Wednesday, August 30, 2006
You Know You're From New Orleans When...
This comparison is the corner closest to my house, July 2005 (top) and TWO WEEKS post-Storm (bottom).
Because of the one year anniversary of The Storm, I've been revisiting my feelings about all this. I'm working on a post describing them. Until then, here's something for my fellow residents.
You Know You’re From New Orleans When…(Post-Katrina Version)
Pre-K has nothing to do with the year before Kindergarten.
The flies are bigger than your Chihuahua.
Your bank, dry cleaner, and grocery store are closed but your bar is not.
You judge your elevation by the brown horizontal line in the city.

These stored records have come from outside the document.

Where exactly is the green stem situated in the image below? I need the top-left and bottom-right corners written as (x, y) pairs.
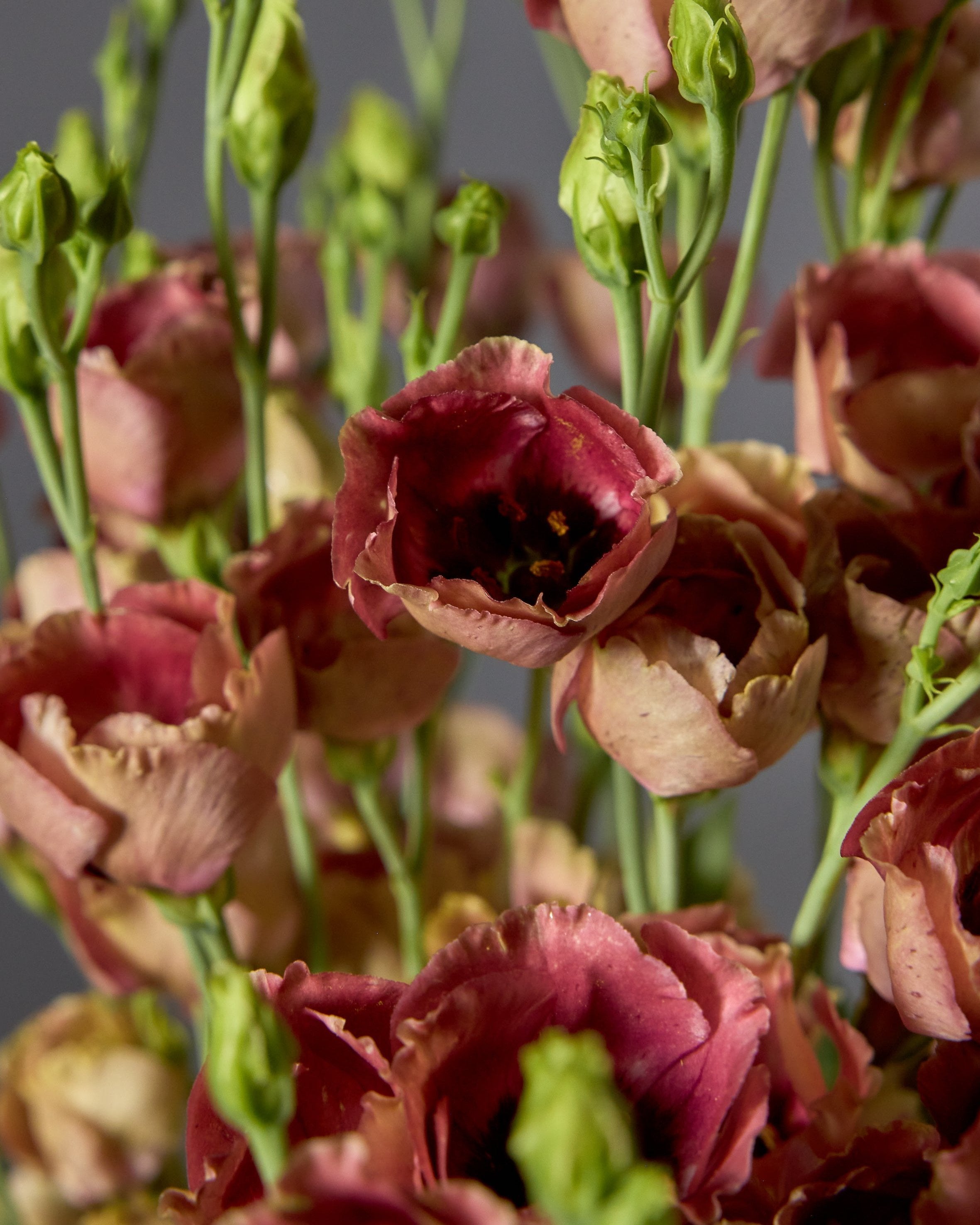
top-left (279, 757), bottom-right (330, 974)
top-left (345, 247), bottom-right (389, 417)
top-left (613, 761), bottom-right (650, 914)
top-left (670, 112), bottom-right (738, 304)
top-left (65, 242), bottom-right (109, 361)
top-left (844, 29), bottom-right (914, 251)
top-left (861, 0), bottom-right (964, 242)
top-left (674, 158), bottom-right (708, 385)
top-left (814, 107), bottom-right (844, 264)
top-left (640, 301), bottom-right (677, 430)
top-left (247, 1126), bottom-right (289, 1192)
top-left (502, 668), bottom-right (549, 838)
top-left (682, 85), bottom-right (796, 446)
top-left (21, 256), bottom-right (103, 612)
top-left (922, 183), bottom-right (959, 252)
top-left (15, 395), bottom-right (72, 542)
top-left (429, 252), bottom-right (477, 370)
top-left (650, 795), bottom-right (682, 914)
top-left (402, 718), bottom-right (436, 881)
top-left (353, 779), bottom-right (425, 980)
top-left (611, 282), bottom-right (643, 417)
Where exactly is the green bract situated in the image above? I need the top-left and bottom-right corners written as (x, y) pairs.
top-left (433, 179), bottom-right (507, 259)
top-left (340, 87), bottom-right (423, 196)
top-left (206, 961), bottom-right (296, 1139)
top-left (507, 1029), bottom-right (675, 1225)
top-left (559, 72), bottom-right (644, 286)
top-left (54, 110), bottom-right (105, 206)
top-left (82, 166), bottom-right (132, 246)
top-left (228, 0), bottom-right (316, 191)
top-left (0, 141), bottom-right (78, 264)
top-left (670, 0), bottom-right (756, 116)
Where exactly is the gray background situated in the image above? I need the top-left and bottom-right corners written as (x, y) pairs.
top-left (0, 0), bottom-right (978, 1035)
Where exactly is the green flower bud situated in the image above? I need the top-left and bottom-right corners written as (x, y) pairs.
top-left (507, 1029), bottom-right (676, 1225)
top-left (132, 0), bottom-right (188, 46)
top-left (94, 9), bottom-right (142, 158)
top-left (559, 72), bottom-right (645, 286)
top-left (433, 179), bottom-right (510, 260)
top-left (340, 185), bottom-right (402, 251)
top-left (205, 961), bottom-right (296, 1182)
top-left (82, 166), bottom-right (132, 246)
top-left (228, 0), bottom-right (316, 190)
top-left (806, 29), bottom-right (881, 115)
top-left (340, 87), bottom-right (424, 197)
top-left (670, 0), bottom-right (756, 116)
top-left (0, 141), bottom-right (78, 264)
top-left (54, 110), bottom-right (107, 206)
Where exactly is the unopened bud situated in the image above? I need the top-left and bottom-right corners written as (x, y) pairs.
top-left (507, 1029), bottom-right (675, 1225)
top-left (54, 110), bottom-right (105, 206)
top-left (559, 72), bottom-right (645, 286)
top-left (228, 0), bottom-right (316, 191)
top-left (670, 0), bottom-right (756, 117)
top-left (0, 141), bottom-right (78, 264)
top-left (206, 961), bottom-right (296, 1184)
top-left (82, 166), bottom-right (132, 246)
top-left (340, 87), bottom-right (424, 197)
top-left (433, 179), bottom-right (508, 260)
top-left (806, 29), bottom-right (881, 115)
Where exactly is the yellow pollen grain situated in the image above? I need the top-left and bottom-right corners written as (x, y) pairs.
top-left (547, 511), bottom-right (568, 537)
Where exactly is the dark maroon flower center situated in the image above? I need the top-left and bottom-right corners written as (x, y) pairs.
top-left (797, 1186), bottom-right (920, 1225)
top-left (959, 864), bottom-right (980, 936)
top-left (414, 481), bottom-right (621, 608)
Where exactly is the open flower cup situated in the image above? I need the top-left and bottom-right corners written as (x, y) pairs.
top-left (333, 339), bottom-right (680, 668)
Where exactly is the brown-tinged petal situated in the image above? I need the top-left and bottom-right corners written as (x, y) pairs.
top-left (841, 859), bottom-right (893, 1003)
top-left (578, 617), bottom-right (758, 796)
top-left (510, 817), bottom-right (599, 906)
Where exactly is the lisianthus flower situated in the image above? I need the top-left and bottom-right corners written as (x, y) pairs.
top-left (524, 0), bottom-right (943, 98)
top-left (551, 515), bottom-right (827, 796)
top-left (0, 582), bottom-right (295, 893)
top-left (225, 500), bottom-right (459, 741)
top-left (804, 489), bottom-right (975, 745)
top-left (842, 732), bottom-right (980, 1041)
top-left (391, 905), bottom-right (768, 1221)
top-left (186, 1132), bottom-right (518, 1225)
top-left (757, 242), bottom-right (980, 508)
top-left (168, 961), bottom-right (412, 1225)
top-left (64, 273), bottom-right (244, 523)
top-left (333, 338), bottom-right (679, 668)
top-left (0, 995), bottom-right (188, 1208)
top-left (660, 440), bottom-right (817, 577)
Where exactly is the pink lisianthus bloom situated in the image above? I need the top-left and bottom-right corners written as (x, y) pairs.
top-left (551, 515), bottom-right (827, 796)
top-left (190, 1132), bottom-right (518, 1225)
top-left (166, 961), bottom-right (412, 1225)
top-left (63, 273), bottom-right (244, 523)
top-left (0, 582), bottom-right (295, 893)
top-left (804, 489), bottom-right (976, 745)
top-left (524, 0), bottom-right (944, 98)
top-left (177, 905), bottom-right (769, 1223)
top-left (225, 500), bottom-right (459, 741)
top-left (842, 732), bottom-right (980, 1041)
top-left (333, 338), bottom-right (679, 668)
top-left (757, 242), bottom-right (980, 510)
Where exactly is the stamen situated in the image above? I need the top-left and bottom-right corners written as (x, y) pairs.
top-left (547, 511), bottom-right (568, 537)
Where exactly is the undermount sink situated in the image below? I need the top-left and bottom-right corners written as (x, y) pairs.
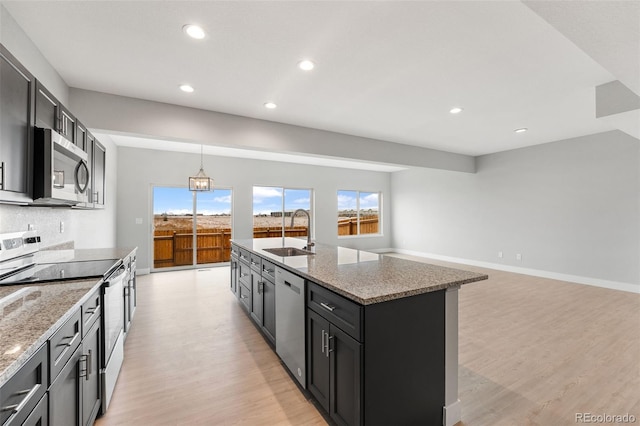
top-left (264, 247), bottom-right (315, 257)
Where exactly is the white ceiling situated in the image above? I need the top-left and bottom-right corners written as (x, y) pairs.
top-left (3, 1), bottom-right (640, 155)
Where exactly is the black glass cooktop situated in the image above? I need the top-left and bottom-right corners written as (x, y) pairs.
top-left (1, 259), bottom-right (118, 285)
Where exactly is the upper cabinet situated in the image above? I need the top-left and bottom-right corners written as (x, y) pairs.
top-left (0, 45), bottom-right (35, 203)
top-left (91, 139), bottom-right (107, 208)
top-left (0, 44), bottom-right (106, 208)
top-left (36, 81), bottom-right (61, 132)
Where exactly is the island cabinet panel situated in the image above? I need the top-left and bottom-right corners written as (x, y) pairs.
top-left (251, 271), bottom-right (264, 326)
top-left (362, 290), bottom-right (445, 425)
top-left (307, 300), bottom-right (363, 425)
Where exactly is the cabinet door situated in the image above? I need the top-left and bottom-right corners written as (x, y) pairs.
top-left (22, 395), bottom-right (49, 426)
top-left (91, 140), bottom-right (107, 207)
top-left (49, 347), bottom-right (82, 426)
top-left (307, 309), bottom-right (330, 411)
top-left (251, 270), bottom-right (264, 326)
top-left (35, 81), bottom-right (60, 132)
top-left (80, 321), bottom-right (102, 426)
top-left (58, 105), bottom-right (77, 145)
top-left (75, 121), bottom-right (91, 152)
top-left (262, 277), bottom-right (276, 344)
top-left (230, 257), bottom-right (238, 295)
top-left (328, 325), bottom-right (362, 425)
top-left (0, 45), bottom-right (34, 201)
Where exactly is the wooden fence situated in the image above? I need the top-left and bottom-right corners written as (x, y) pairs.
top-left (153, 226), bottom-right (307, 268)
top-left (338, 216), bottom-right (378, 236)
top-left (153, 216), bottom-right (378, 268)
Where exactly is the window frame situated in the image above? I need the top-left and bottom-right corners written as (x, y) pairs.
top-left (251, 184), bottom-right (316, 239)
top-left (336, 189), bottom-right (384, 239)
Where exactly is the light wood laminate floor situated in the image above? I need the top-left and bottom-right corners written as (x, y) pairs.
top-left (96, 255), bottom-right (640, 426)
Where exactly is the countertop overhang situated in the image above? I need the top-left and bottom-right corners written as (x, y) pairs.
top-left (232, 238), bottom-right (489, 305)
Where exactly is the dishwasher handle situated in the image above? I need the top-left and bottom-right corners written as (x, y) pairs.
top-left (283, 280), bottom-right (300, 294)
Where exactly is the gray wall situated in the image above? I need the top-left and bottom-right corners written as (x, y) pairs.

You have to show an ID to get into your neighborhood.
Your neighborhood has no children, so you actually start to miss the little boys across the street who used to throw rocks onto your roof.
You go to Sam's Club, but instead of coming home with a case of pop tarts, you buy masks, bleach, rubber gloves, and baking soda in bulk.
You know five remedies to get the smell out of your refrigerator.
You spend a lot of time talking with your friends about the five remedies to get the smell out of your refrigerator.
Ice becomes more precious than gold.
Your office goes from 40 employees to 5.
Living in a house with twelve other people is not a sign of how poor you are, but how rich you are with friends and family.
You know what a double-evacuee is. (Damn you, Rita!)
FEMA means "failure to effectively manage anything" and hearing the words "Red Cross" makes your blood boil.
You get sick of hearing people from Baton Rouge tell you how bad the traffic is now. You remind them that Baton Rouge traffic was terrible before there were 200,000 more people in town.
The strip clubs on Bourbon Street have power before your house does.
The Salvation Army, a firefighter from Michigan, and cops from Wauconda show up at your house to make sure that you are OK.
There is a pirogue on your roof.
You return to your home and all of your belongings fit into two boxes.
Contraflow just doesn't seem so bad.
You have to purchase hip boots to walk in your neighborhood.
You pick yourself up, dust yourself off, and start all over again.
Lakeview becomes Lake.
The crosses on your wall and kitchen counter top remain despite the five feet of water in your house.
You know what it truly means to miss New Orleans.